House Speaker Paul Ryan (R-Wisconsin) and other GOP leaders unveiled a new health law outline that would void a large portion of the Affordable Care Act, reported The New York Times. The outline features a reworked Medicaid program for the poor, tax breaks to help individuals pay physician bills, and federally subsidized state pools to assist individuals who have costly medical conditions with buying health insurance. According to the NY Times, lawmakers state that these ideas are just options, but many are considered controversial. One option would replace the tax increases in the ACA with new levies on the value of some employer-provided health plans, the NY Times reported.
Seema Verma, President Donald Trump’s pick to lead the CMS, seeks to address government health spending and the high cost of medications. According to The New York Times, Verma said that the approach pharmaceutical companies use to classify products as generic or branded products need to be reviewed to help address government spending. On Thursday, Verma did not address whether the US government should negotiate with pharmaceutical manufacturers over the cost of drugs.
The debate over whether to test presidents for dementia has emerged recently among physicians, particularly because President Trump is the oldest American president ever to take office, NPR reported. Trump’s longtime personal physician Dr Harold N. Bornstein told The New York Times that if appointed White House doctor, he most likely would not test the president for baseline dementia risk. According to NPR, President Trump has a family history of dementia, with his father having developed Alzheimer’s disease in his 80s.

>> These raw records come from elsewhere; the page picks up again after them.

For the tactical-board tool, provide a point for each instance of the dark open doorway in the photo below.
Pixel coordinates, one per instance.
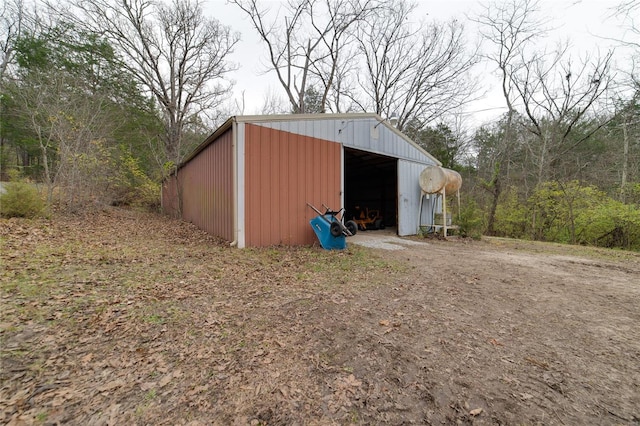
(371, 185)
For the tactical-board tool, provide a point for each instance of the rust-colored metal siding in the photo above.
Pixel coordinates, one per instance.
(284, 171)
(206, 183)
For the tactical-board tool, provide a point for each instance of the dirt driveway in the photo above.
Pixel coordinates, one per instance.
(135, 319)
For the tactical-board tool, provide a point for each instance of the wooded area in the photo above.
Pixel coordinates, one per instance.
(101, 100)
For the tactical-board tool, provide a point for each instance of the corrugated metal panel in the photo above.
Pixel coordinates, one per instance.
(207, 188)
(365, 133)
(283, 172)
(409, 198)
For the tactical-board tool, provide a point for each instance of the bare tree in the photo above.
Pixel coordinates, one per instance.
(69, 127)
(557, 95)
(509, 28)
(174, 52)
(305, 48)
(417, 74)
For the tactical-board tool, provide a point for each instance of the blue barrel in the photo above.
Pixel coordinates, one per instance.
(322, 228)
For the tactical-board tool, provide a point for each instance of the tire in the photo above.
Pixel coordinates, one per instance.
(335, 229)
(351, 227)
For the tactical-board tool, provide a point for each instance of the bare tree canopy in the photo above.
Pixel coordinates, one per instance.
(174, 52)
(12, 22)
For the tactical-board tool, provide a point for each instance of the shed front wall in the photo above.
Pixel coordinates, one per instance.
(284, 172)
(206, 183)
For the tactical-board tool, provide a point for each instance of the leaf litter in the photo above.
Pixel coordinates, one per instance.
(123, 317)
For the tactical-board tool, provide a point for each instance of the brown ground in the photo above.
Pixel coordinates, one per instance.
(129, 318)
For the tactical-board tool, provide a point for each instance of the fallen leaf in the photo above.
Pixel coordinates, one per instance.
(147, 385)
(165, 380)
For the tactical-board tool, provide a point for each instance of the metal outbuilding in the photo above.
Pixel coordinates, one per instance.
(250, 181)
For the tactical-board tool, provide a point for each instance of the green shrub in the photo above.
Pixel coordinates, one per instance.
(21, 199)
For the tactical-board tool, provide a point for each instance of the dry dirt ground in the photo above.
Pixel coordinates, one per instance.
(130, 318)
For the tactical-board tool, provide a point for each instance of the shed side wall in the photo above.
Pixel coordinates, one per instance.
(207, 188)
(283, 172)
(409, 198)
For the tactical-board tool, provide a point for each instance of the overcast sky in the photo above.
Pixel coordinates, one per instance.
(584, 22)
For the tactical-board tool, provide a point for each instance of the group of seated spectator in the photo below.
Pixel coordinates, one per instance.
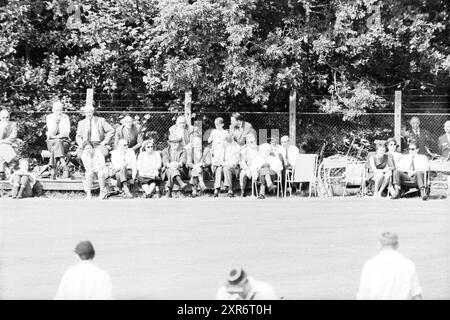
(231, 154)
(398, 171)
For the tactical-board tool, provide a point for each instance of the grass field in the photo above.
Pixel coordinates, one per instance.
(183, 248)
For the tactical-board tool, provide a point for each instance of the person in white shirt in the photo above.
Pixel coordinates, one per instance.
(444, 141)
(8, 142)
(288, 152)
(410, 172)
(58, 140)
(94, 164)
(225, 163)
(389, 275)
(85, 281)
(248, 153)
(268, 166)
(392, 149)
(22, 181)
(219, 134)
(148, 165)
(123, 161)
(240, 286)
(197, 161)
(183, 131)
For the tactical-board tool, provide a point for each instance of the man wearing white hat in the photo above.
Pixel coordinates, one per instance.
(389, 275)
(85, 281)
(240, 286)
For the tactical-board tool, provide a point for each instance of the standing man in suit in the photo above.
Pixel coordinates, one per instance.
(239, 128)
(174, 164)
(131, 132)
(247, 154)
(8, 141)
(197, 161)
(183, 131)
(444, 141)
(58, 140)
(225, 163)
(419, 135)
(288, 152)
(95, 130)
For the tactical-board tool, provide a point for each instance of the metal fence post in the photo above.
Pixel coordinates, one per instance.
(188, 105)
(292, 117)
(398, 117)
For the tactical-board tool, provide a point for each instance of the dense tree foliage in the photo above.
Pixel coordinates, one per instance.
(233, 54)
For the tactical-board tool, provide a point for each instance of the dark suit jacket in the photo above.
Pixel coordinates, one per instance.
(134, 140)
(10, 133)
(105, 131)
(444, 146)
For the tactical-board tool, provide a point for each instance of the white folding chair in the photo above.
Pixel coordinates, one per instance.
(442, 178)
(331, 171)
(305, 170)
(354, 176)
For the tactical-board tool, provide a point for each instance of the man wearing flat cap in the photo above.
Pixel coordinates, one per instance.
(389, 275)
(85, 281)
(240, 286)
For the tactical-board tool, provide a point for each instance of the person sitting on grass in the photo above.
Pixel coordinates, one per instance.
(240, 286)
(22, 181)
(123, 160)
(268, 166)
(411, 172)
(149, 165)
(382, 164)
(94, 165)
(197, 160)
(174, 164)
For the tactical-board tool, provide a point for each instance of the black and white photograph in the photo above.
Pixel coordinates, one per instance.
(224, 150)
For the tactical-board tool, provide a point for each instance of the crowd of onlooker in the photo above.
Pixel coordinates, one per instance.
(231, 154)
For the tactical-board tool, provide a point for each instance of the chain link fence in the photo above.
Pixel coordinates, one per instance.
(316, 132)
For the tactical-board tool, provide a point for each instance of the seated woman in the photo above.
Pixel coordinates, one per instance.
(382, 164)
(148, 166)
(94, 164)
(123, 160)
(22, 181)
(267, 166)
(174, 164)
(197, 160)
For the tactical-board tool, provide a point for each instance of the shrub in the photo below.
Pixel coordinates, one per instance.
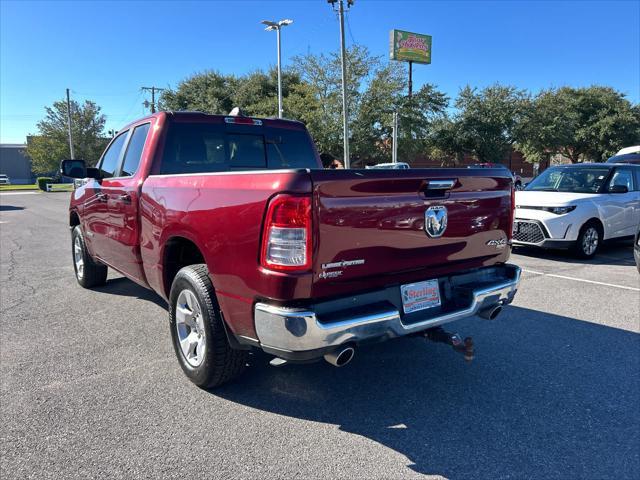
(42, 182)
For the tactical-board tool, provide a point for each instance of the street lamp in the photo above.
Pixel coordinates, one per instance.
(277, 26)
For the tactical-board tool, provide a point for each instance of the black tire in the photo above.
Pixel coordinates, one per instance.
(92, 273)
(583, 248)
(220, 363)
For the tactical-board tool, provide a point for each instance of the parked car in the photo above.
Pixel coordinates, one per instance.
(392, 166)
(578, 207)
(517, 180)
(636, 249)
(234, 222)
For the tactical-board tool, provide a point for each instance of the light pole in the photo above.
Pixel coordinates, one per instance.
(343, 55)
(277, 26)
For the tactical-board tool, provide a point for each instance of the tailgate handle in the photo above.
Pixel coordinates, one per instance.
(440, 184)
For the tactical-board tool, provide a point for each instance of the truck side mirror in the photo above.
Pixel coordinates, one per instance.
(78, 169)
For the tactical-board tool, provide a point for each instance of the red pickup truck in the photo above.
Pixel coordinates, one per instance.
(234, 222)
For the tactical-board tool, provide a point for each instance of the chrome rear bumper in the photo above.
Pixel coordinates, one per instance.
(289, 330)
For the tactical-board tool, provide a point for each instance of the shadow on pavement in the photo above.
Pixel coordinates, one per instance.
(547, 397)
(610, 253)
(128, 288)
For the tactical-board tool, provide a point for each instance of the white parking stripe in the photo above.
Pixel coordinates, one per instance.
(634, 289)
(19, 193)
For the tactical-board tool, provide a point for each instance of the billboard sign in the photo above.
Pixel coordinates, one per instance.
(410, 47)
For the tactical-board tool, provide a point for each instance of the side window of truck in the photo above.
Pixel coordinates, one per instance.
(134, 150)
(111, 157)
(290, 149)
(202, 148)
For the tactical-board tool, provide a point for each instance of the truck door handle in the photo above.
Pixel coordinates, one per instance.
(440, 184)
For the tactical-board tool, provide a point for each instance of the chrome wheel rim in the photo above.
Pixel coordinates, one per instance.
(78, 257)
(590, 241)
(190, 328)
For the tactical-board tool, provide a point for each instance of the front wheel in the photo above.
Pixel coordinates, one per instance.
(589, 240)
(88, 272)
(198, 334)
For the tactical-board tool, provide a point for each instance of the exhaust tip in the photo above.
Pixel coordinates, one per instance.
(340, 357)
(492, 312)
(495, 312)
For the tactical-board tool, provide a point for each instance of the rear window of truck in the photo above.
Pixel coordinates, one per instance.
(207, 147)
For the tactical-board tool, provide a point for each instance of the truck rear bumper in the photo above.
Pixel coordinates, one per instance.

Dr Jacob Appel, a psychiatrist at Mount Sinai School of Medicine who has studied the health of politicians and presidents, said he is not completely sold on mandatory public screenings for presidents, because even with an external panel, the process would become highly politicized. Furthermore, objectively determining what level of impairment renders a candidate unfit for office comes into question. “As a colleague of mine says, ‘one candidate with half a brain may be better than the other candidate with a whole brain,’” Dr Appel told NPR. “I fear that baseline cognitive screening is a rather facile solution.”